Solved: Re: Calculating expression of a formula for each resample

TrueTears · Posted 01-10-2016 12:50 AM

I have a datafile called 'original' and in it contains 4 variables, call them a, b, c, d, with n observations each. I then use proc surveyselect to draw 1000 resamples from the 'original' dataset with sample size n_b = n/4, the code is as follows:

proc sql noprint;
select ceil(count(*)/4) into :record_count
from original;
quit;


%put &record_count;
%let rep = 1000;
proc surveyselect data= original out=bootsample
     seed = 1234 method = urs
	 sampsize=&record_count outhits rep = &rep;
run;
ods listing close;

This produces a datafile named 'bootsample' which contains 1000 samples with sample size n_b of each variable (a, b, c, and d) from the 'original' dataset. Each observation's replication ID is given by the variable "Replicate" (ranging from 1 to 1000).

What I need to do is this:Take Replicate = 1 (i.e., the first replication sample) and the variable a as an example. I want to calculate the following value of t: (if the picture below doesn't show, please see attachment of the picture titled "formula")

where mean(a) is the sample average of the variable a for replication sample 1, std(a) is the sample standard deviation of the variable a for replication sample 1, a_i represents each individual observation of the variable a for replication sample 1.

Then, I want to repeat the above procedure and calculate the value of t for all 1000 replication samples and all four variables: a, b, c, and d. I want to store the final result in a datafile called "result" that has 4 variables called a_t, b_t, c_t, and d_t (i.e., 4 columns) and the 1000 values of t of each variable in each row. So, graphically, a datafile structured like this: (if the picture below doesn't show, please see attachment of the picture titled "result")

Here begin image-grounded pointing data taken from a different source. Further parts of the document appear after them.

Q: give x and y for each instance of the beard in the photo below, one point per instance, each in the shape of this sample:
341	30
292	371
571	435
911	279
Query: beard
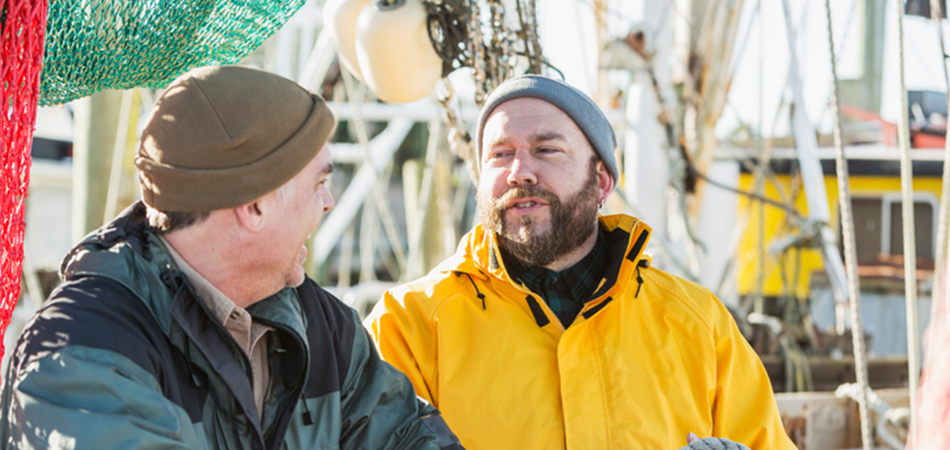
572	222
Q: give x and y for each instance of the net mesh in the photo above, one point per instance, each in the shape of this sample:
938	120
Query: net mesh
120	44
21	38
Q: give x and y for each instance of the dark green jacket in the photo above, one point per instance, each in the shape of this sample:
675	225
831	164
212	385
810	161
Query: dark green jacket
125	355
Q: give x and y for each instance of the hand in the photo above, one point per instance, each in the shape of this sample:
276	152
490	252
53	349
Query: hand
695	443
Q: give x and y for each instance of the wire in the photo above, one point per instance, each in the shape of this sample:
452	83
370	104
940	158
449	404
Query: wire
850	250
910	244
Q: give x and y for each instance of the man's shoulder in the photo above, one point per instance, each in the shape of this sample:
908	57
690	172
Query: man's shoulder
694	298
93	312
434	288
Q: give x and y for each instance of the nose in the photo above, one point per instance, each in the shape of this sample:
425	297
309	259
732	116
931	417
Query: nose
328	202
522	171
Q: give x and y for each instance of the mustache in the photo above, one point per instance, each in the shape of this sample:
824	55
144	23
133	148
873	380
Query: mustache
517	192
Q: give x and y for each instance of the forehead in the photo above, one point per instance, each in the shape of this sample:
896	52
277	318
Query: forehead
528	114
526	111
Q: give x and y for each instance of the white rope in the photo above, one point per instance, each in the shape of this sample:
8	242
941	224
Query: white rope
943	218
910	241
850	252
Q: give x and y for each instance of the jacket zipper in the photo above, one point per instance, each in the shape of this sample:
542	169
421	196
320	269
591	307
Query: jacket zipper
292	396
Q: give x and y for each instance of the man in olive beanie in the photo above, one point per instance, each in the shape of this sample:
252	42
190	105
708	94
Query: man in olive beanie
549	328
188	321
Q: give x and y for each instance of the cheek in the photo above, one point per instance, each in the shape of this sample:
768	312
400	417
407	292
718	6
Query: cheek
492	183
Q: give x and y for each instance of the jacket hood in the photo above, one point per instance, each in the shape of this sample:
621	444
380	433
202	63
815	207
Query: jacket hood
478	255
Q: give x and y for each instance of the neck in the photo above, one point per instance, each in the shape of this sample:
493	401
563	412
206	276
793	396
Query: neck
574	256
213	249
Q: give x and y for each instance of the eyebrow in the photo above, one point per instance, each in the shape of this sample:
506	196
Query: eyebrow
549	136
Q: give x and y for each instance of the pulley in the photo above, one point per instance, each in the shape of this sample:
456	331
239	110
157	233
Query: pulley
394	51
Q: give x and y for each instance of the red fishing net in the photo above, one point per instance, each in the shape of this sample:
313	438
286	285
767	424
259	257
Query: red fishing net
23	25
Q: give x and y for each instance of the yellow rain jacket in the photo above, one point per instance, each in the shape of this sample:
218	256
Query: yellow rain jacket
651	358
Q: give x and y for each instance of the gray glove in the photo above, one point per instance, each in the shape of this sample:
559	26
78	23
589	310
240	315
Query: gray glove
714	444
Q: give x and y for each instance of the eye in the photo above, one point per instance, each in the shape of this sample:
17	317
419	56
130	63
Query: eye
499	154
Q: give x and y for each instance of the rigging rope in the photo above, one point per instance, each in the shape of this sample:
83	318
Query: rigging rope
850	251
939	296
22	28
910	242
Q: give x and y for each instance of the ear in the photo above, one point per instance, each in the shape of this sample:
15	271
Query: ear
605	181
251	216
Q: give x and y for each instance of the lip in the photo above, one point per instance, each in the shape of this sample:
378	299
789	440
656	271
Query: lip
538	204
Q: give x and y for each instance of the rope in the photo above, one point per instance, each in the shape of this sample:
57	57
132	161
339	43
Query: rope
850	251
910	240
22	26
940	297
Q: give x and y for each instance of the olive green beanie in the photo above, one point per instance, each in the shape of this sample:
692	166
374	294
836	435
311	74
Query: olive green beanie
221	137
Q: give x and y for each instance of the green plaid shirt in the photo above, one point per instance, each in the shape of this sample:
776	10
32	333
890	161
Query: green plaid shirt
567	291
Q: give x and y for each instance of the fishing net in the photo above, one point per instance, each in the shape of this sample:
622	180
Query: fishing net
119	44
21	39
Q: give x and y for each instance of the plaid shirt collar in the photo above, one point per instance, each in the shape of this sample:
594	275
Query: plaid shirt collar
567	291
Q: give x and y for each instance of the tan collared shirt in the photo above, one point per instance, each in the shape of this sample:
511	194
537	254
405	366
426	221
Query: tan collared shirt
248	334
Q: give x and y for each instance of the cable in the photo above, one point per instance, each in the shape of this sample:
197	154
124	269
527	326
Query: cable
910	241
850	251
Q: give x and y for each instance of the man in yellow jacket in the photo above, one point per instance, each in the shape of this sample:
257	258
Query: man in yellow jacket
548	328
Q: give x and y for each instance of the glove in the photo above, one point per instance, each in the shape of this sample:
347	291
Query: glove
714	444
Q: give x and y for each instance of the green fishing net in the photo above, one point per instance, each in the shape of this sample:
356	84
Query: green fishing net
93	45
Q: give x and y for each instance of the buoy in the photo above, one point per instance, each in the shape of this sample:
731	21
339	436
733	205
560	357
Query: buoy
394	51
339	18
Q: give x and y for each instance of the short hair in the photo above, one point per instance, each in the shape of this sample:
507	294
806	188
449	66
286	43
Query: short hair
162	222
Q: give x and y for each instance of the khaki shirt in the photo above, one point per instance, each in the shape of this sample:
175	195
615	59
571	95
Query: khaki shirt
248	334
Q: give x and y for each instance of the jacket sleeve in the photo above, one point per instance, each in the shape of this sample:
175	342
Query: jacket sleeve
381	409
745	410
406	340
81	397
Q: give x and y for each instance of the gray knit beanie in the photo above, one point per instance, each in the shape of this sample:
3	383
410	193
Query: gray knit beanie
577	105
222	137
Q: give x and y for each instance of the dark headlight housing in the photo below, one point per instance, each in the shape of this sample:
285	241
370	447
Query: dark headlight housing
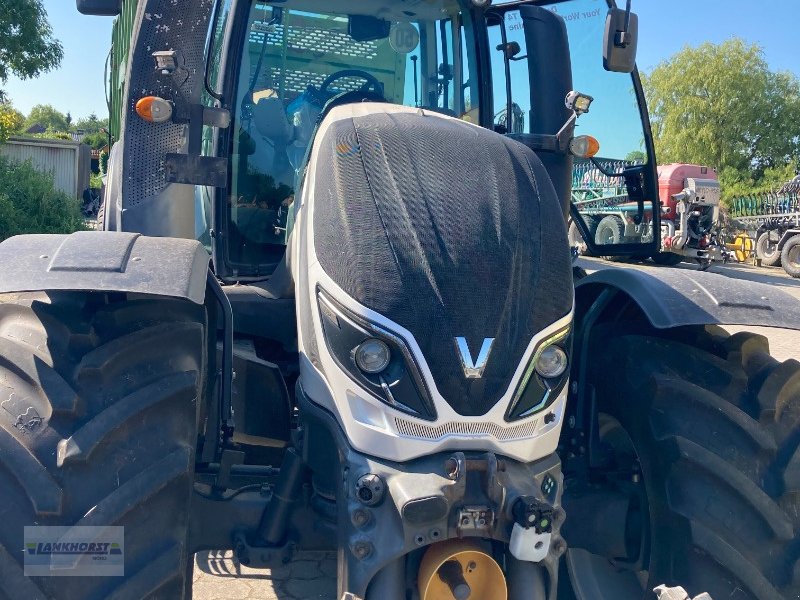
535	393
400	384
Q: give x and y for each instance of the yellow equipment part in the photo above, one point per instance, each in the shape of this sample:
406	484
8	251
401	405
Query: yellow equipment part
742	246
460	570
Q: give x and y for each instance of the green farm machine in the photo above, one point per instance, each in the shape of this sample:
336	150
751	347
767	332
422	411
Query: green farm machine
333	307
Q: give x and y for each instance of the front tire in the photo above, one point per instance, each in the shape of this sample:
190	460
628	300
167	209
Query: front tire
98	426
610	230
713	420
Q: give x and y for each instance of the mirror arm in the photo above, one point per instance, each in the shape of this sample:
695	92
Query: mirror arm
507	66
622	36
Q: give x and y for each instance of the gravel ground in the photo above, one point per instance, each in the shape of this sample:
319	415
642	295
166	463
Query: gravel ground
312	576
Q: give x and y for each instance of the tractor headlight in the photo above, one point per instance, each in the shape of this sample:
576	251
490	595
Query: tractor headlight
379	361
372	356
552	362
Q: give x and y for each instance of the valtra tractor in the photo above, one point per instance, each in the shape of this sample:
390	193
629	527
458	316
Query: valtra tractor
333	308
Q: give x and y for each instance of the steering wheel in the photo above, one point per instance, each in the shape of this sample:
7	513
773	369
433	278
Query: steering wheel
371	83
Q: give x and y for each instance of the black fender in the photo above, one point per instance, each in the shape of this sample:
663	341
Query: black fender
105	261
677	297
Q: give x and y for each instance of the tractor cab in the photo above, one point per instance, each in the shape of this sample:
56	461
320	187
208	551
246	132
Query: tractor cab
278	67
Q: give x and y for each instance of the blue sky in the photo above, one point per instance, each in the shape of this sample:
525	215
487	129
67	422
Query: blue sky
665	27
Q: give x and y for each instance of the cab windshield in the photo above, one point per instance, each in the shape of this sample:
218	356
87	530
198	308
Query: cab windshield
297	56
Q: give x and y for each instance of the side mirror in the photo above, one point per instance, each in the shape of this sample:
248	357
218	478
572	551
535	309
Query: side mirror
620	41
100	8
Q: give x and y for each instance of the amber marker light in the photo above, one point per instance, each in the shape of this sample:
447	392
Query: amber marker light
584	146
154	109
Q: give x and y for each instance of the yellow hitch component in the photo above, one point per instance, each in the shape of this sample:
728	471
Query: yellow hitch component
742	246
460	570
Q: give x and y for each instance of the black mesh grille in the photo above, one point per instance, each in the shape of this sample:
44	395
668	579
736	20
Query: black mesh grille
448	230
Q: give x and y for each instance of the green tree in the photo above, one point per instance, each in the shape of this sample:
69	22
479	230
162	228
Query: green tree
96	140
91	124
27	46
11	121
721	106
47	116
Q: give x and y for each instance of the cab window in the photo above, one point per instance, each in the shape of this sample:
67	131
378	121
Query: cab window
293	61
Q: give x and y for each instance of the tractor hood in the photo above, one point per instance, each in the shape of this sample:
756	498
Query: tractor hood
448	230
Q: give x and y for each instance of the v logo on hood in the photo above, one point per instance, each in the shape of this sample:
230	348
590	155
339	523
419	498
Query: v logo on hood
473	369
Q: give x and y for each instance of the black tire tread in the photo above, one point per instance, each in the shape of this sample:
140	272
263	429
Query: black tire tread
31	475
13	583
116	384
719	420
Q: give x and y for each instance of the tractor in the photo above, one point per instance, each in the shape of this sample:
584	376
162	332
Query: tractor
333	307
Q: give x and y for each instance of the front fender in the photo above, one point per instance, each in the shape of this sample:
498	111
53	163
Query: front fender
677	297
105	261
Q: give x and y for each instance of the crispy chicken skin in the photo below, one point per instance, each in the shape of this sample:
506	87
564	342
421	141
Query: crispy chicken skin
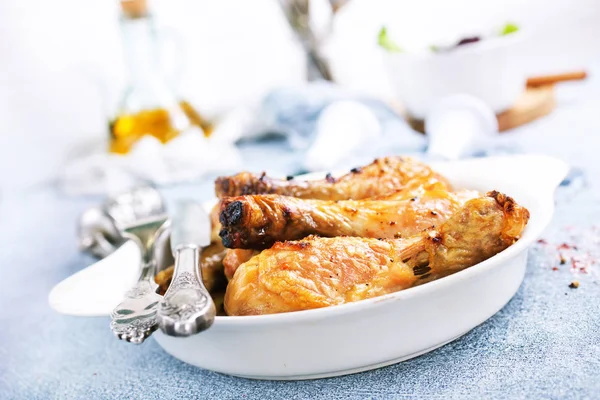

Can anyone show me a template code that can achieve what I described above? I'm thinking maybe proc sql can do the trick, but I'm quite new to SAS and still don't really know the syntax very well. Thanks.

FreelanceReinh · Posted 01-10-2016 01:47 PM

Sure, PROC SQL can do the trick, but PROC MEANS (or PROC SUMMARY for that matter) can compute more statistics than PROC SQL, e.g. skewness (thanks, @Reeza, for the hint!). Please note that your S statistic can be derived from the coefficient of variation: S=100/CV. Your g statistic can be calculated directly as skewness with the VARDEF=N option of the PROC MEANS statement, whereas your sample standard deviation would require VARDEF=DF (for the denominator n-1, which I assume is what you want). Instead of merging two datasets with summary statistics (one for each setting of VARDEF), I decided to convert the default "DF skewness" to "N skewness" by multiplying with the appropriate conversion factor f := (n-1)(n-2)/n² = 1 - 3/n + 2/n².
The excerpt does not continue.